Slash Fiction and Human Mating Psychology
Some of the more bizarre assertions made by the authors:
"One hypothesis that might account for the existence of slash is simply that the women who write and read this erotic subgenre are, in some yet-to-be-determined way, psychosexually unusual--analogous, for example, to male paraphiliacs."
"While slash fans produce a great deal of slash-related artwork, it is unabashedly romantic, very much in the vein of romance novel cover art.
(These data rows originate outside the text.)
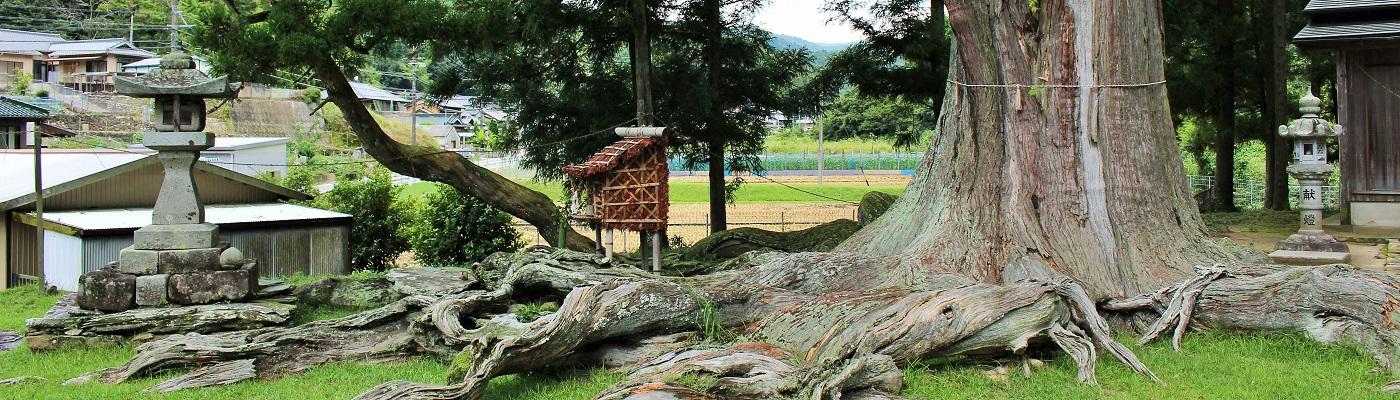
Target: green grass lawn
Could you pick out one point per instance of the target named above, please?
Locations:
(755, 190)
(807, 144)
(1214, 365)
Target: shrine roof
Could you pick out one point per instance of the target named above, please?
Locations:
(612, 155)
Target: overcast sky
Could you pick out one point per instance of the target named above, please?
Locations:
(804, 18)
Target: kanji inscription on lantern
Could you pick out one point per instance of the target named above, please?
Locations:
(1309, 134)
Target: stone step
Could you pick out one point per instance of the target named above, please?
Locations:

It may depict nudity, but it almost never depicts penetration."
"In describing their characters, slash writers are to some extent constrained by the physical traits of the actors who play the roles in the series being slashed, but poetic license regularly enables the main POV character to be "feminized": that is, to be portrayed as the smaller of the two, physically weaker, lighter in coloring, more seductive, more in touch with his emotions, and quicker to perceive the development of mutual love."
From the sound of it, they did not actually talk to any slash fans before writing their article. What they did was browse a couple of web archives, and conducted a survey of 22 romance novel fans after they had read a (published) gay romance novel.
This article was also expanded into a book entitled Warrior Lovers: Erotic Fiction, Evolution, and Female Sexuality. It's available for free at the link, and has gotten some rave reviews. If you can stomach 100 pages of this sort of BS, consider writing a review to balance the others.
| | Pica's Harry Potter Fandom Journal ( |
January 21 2012, 20:12:21 UTC 4 months ago
January 23 2012, 14:21:14 UTC 4 months ago
I didn't know they actually got the deal. I heard through someone that their publisher dropped it like a hotcake when it was revealed that one of them fraudulently claimed to have gone to an Ivy League university.
January 21 2012, 22:06:05 UTC 4 months ago
While the slash stories run the gamut from romantic to abusive, consensual to non con, the femslash is almost never romantic. I can only think of one that was and it ended with one of the pairing being killed. And yes, the use of a dildo is linked to power more than pleasure. Woman was texted/subtexted bi or lesbian do not get happy endings. The women are generally depicted as using each other for sex or seeing to some dark desperate situational need.
January 21 2012, 22:16:46 UTC 4 months ago
January 22 2012, 00:06:32 UTC 4 months ago
Lesbians write romantic femslash all the time as do many bi women. Lesbians however, rarely write slash, and it is usually romantic. (though people into BDSM tend to put that content above gender) Many men write romantic femslash, much like women writing slash. I know a femslash community started by lesbians, that is being kept alive by mostly men who lean so heavily toward romance that there is very little mature content regularly posted, (except by the active lesbian writer).
On the flip side, Femslash with a high level of violence or which romanticizes non con often has tells letting you know it's a man. As for Harry Potter- it has some of the most horrific glorified violence, non con and not even remotely playful BDSM found in femslash. Some does deal with the complexity of abuse and healing from it to create romance, but much labeled romance just isn't. Potter lets you magically heal wounds and bring women( or underage Hermione) back from the brink of death. The more violent work has male fantasy tells featured in porn and the anatomically impossible or inaccurate, I like to think the writers aren't women. Though I agree with a previous post, that the comments are usually scarier. If a femslash story on a site like FF.net has a lot of comment despite being poorly written, I've noticed it features highly objectified women and violence against them.
January 23 2012, 14:27:14 UTC 4 months ago
It's sad: there are a heap of awesome female characters in said fandom, and there are plenty of subtexty moments. ("Intellectually attracted to her"? Yeah, right.)